View on GitHub

NBSVM-Weka

An implementation of the NBSVM classifier for Weka

Download this project as a .zip file Download this project as a tar.gz file

NBSVM-Weka - a Java implementation of the multiclass NBSVM classifier for Weka

NBSVM is an algorithm, originally designed for binary text/sentiment classification, which combines the Multinomial Naive Bayes (MNB) classifier with the Support Vector Machine (SVM). It does so through the element-wise multiplication of standard feature vectors by the positive class/negative class ratios of MNB log-counts. Such vectors are then used as inputs for the SVM classifier.

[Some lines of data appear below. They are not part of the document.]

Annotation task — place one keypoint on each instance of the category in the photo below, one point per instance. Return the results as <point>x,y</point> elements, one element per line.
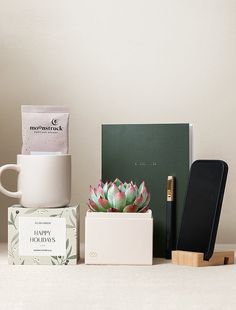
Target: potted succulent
<point>119,224</point>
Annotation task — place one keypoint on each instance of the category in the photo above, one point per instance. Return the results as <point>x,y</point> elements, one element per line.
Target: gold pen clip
<point>170,188</point>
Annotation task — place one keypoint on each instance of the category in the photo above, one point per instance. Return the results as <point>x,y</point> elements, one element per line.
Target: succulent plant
<point>119,197</point>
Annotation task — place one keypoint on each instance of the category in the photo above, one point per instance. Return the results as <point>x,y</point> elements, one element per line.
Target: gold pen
<point>170,216</point>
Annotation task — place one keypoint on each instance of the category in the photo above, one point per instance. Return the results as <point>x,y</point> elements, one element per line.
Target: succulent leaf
<point>112,210</point>
<point>139,201</point>
<point>100,192</point>
<point>117,182</point>
<point>111,193</point>
<point>104,203</point>
<point>106,187</point>
<point>130,194</point>
<point>119,201</point>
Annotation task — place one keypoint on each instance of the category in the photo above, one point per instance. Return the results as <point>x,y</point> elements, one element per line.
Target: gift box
<point>118,238</point>
<point>43,236</point>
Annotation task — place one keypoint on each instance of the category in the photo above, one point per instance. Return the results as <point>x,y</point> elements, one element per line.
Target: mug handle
<point>2,189</point>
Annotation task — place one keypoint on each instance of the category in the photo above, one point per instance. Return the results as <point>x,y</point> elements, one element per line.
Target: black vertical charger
<point>202,208</point>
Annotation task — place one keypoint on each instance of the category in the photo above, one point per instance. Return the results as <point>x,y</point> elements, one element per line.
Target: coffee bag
<point>45,129</point>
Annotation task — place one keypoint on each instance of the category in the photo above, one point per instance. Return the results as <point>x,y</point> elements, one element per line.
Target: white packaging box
<point>118,238</point>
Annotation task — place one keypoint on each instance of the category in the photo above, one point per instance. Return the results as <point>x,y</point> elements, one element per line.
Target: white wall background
<point>126,61</point>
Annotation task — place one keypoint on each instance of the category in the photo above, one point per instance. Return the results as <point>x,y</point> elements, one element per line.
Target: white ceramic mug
<point>44,181</point>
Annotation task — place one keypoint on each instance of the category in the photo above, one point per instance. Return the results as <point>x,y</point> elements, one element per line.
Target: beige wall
<point>126,61</point>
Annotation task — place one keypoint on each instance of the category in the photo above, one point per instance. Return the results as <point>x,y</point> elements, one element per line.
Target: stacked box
<point>43,236</point>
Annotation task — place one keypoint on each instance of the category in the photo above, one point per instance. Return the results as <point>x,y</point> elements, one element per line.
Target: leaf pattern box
<point>48,236</point>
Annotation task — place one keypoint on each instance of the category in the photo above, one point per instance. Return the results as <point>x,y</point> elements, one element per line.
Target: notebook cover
<point>150,152</point>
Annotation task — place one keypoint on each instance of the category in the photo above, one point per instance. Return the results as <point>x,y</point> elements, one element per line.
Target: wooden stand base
<point>195,259</point>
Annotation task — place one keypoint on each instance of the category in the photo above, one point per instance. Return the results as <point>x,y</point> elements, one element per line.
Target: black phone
<point>202,207</point>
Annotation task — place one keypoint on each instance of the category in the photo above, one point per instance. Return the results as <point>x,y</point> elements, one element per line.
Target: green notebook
<point>150,152</point>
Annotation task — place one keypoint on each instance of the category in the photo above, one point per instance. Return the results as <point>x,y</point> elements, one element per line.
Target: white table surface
<point>161,286</point>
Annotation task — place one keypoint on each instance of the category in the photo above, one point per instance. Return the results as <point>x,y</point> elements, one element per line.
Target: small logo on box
<point>93,254</point>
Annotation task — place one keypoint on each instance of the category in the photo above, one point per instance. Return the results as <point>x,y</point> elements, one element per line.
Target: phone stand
<point>195,259</point>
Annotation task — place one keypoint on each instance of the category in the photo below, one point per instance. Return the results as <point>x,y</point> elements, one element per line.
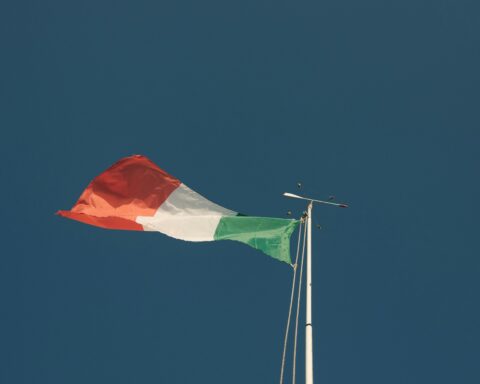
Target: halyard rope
<point>282,370</point>
<point>298,308</point>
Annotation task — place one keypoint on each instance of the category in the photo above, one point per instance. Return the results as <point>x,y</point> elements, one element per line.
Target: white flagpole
<point>308,318</point>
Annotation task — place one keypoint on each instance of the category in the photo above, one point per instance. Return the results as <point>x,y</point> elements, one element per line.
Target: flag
<point>135,194</point>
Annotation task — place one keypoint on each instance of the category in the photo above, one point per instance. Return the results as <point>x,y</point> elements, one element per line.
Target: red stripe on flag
<point>104,222</point>
<point>133,186</point>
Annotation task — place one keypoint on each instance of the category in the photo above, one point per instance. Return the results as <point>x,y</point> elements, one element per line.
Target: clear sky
<point>375,102</point>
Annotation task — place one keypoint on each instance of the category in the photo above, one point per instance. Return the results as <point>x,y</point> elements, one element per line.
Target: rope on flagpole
<point>291,298</point>
<point>298,309</point>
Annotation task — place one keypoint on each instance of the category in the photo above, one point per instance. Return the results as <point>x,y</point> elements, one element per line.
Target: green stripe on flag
<point>269,235</point>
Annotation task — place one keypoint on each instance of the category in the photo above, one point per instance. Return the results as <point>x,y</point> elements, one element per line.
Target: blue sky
<point>375,102</point>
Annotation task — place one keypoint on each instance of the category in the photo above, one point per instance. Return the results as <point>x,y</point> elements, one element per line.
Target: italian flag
<point>135,194</point>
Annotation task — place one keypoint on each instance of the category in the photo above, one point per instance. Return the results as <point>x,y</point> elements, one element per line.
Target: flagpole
<point>308,317</point>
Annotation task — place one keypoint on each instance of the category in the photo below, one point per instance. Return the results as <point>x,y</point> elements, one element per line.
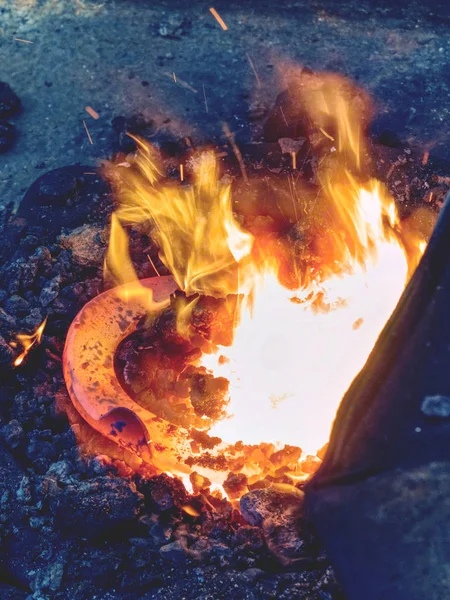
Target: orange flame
<point>28,341</point>
<point>294,351</point>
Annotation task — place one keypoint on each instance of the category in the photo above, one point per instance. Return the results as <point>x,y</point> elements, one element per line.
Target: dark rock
<point>94,507</point>
<point>7,135</point>
<point>9,101</point>
<point>33,320</point>
<point>12,433</point>
<point>175,552</point>
<point>16,305</point>
<point>50,291</point>
<point>8,592</point>
<point>260,504</point>
<point>257,111</point>
<point>87,244</point>
<point>436,406</point>
<point>165,492</point>
<point>7,322</point>
<point>284,539</point>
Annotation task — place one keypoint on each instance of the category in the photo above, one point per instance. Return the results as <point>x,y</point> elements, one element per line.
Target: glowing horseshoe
<point>88,364</point>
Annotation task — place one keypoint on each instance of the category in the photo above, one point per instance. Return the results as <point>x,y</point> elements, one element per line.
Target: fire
<point>295,349</point>
<point>28,341</point>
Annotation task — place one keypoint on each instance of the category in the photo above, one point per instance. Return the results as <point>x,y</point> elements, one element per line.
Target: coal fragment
<point>436,406</point>
<point>175,552</point>
<point>50,291</point>
<point>94,507</point>
<point>8,592</point>
<point>12,433</point>
<point>7,135</point>
<point>17,305</point>
<point>87,245</point>
<point>260,504</point>
<point>9,101</point>
<point>56,186</point>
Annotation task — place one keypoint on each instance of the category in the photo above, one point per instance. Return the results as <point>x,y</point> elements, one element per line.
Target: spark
<point>204,96</point>
<point>237,152</point>
<point>218,18</point>
<point>94,114</point>
<point>180,81</point>
<point>258,81</point>
<point>153,265</point>
<point>87,131</point>
<point>294,160</point>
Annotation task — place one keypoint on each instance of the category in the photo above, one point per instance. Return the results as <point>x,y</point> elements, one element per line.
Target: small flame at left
<point>28,341</point>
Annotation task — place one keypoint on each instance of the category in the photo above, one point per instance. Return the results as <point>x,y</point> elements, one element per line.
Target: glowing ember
<point>28,341</point>
<point>218,18</point>
<point>294,351</point>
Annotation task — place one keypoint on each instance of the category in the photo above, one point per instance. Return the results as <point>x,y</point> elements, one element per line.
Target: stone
<point>92,507</point>
<point>260,504</point>
<point>8,592</point>
<point>9,101</point>
<point>56,187</point>
<point>7,135</point>
<point>50,292</point>
<point>12,433</point>
<point>175,552</point>
<point>16,305</point>
<point>436,406</point>
<point>87,244</point>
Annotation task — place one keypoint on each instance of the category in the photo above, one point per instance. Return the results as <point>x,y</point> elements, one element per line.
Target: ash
<point>74,527</point>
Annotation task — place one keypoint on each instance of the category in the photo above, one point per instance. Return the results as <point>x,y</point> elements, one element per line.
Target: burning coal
<point>299,324</point>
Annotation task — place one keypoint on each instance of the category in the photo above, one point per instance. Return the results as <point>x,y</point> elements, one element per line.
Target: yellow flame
<point>294,352</point>
<point>28,341</point>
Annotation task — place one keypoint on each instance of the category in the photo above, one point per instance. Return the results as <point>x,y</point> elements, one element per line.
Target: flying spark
<point>87,131</point>
<point>94,114</point>
<point>218,18</point>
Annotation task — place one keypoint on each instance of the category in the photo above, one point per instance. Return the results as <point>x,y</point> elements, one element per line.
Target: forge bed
<point>76,529</point>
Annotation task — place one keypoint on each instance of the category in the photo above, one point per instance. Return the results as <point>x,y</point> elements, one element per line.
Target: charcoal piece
<point>7,135</point>
<point>8,592</point>
<point>235,485</point>
<point>56,187</point>
<point>13,434</point>
<point>174,552</point>
<point>9,101</point>
<point>164,492</point>
<point>258,505</point>
<point>50,291</point>
<point>87,244</point>
<point>64,198</point>
<point>16,305</point>
<point>436,406</point>
<point>137,124</point>
<point>94,507</point>
<point>209,395</point>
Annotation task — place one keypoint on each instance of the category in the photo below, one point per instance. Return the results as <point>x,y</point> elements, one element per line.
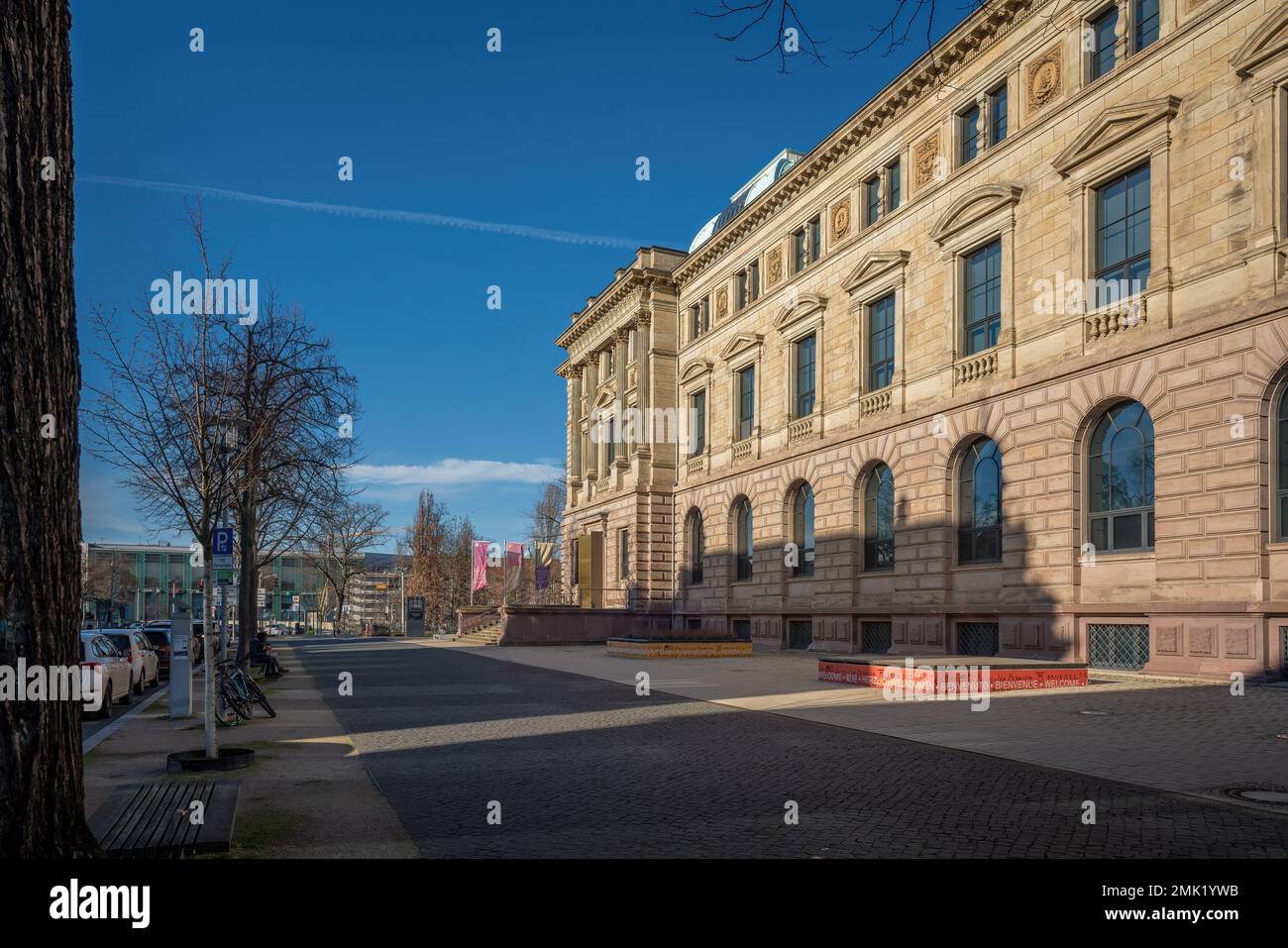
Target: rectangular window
<point>872,200</point>
<point>881,343</point>
<point>997,115</point>
<point>1104,51</point>
<point>970,133</point>
<point>699,316</point>
<point>1122,237</point>
<point>748,285</point>
<point>805,376</point>
<point>806,244</point>
<point>746,402</point>
<point>1146,24</point>
<point>982,285</point>
<point>698,419</point>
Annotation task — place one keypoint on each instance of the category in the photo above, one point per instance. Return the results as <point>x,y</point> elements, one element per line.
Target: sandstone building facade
<point>999,368</point>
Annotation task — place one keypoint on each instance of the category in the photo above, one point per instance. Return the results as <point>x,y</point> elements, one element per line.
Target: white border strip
<point>101,736</point>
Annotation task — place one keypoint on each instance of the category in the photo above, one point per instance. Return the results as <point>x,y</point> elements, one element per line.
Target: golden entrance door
<point>590,571</point>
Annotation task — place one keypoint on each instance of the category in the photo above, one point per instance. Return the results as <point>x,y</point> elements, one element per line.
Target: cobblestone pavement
<point>585,768</point>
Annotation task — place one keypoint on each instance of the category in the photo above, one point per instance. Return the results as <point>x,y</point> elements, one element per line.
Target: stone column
<point>618,357</point>
<point>642,366</point>
<point>982,124</point>
<point>591,395</point>
<point>575,423</point>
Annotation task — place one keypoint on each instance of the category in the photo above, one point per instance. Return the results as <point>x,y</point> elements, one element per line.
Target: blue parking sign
<point>223,541</point>
<point>223,548</point>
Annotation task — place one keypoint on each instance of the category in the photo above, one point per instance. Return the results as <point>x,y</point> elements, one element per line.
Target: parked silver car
<point>145,664</point>
<point>104,675</point>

This implementation extends the original algorithm to support multiclass classification using the one-vs-all approach. When dealing with N classes the classifier calculates N distinct ratios of MNB log-counts by separately considering each class as 'positive' and all the other classes taken together as 'negative'. These ratios are then combined with the input feature vectors of N separate discriminative classifiers.

Dependencies

This package relies on the LibLINEAR library and its Weka wrapper class. The LibLINEAR Weka package must be installed in order for NBSVM-Weka to function. Since it uses LibLINEAR, logistic regression can easily be used as the discriminative classifier instead of SVM (thereby maximizing the log-likelihood instead of the SVM margin).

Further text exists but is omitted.